0

I have the following SQL (mysql) query, and I would like to convert it to MongoDB. It is basically getting the top 1 document in every group:

SELECT A.* 
FROM ads AS A
INNER JOIN (SELECT id 
            FROM ads
            WHERE userId = 1
            GROUP BY ad_code
            HAVING MAX(ad_timestamp)) AS B ON B.id = A.id

From what I have read so far there are several ways to aggregate data in MongoDB (more info at MongoDB aggregation comparison: group(), $group and MapReduce):

  • group (does not work on sharded collections)
  • MapReduce
  • $group

I am trying to solve this with the MongoDB aggregation framework.

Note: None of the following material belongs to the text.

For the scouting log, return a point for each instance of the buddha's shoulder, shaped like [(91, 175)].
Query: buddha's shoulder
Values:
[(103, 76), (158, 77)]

So far I have this:

db.ads.aggregate([
    { $match: { userId: ObjectId("5976e215769d8a4a4d75c514") } },
    { 
        $group: { 
            _id: "$ad_code", 
            latestTimestamp: { $max: "$ad_timestamp" },
        }
    }
])

But this does not return the _ids of the matching documents, just the ad code and max timestamp, so I cannot use the data to get whole documents.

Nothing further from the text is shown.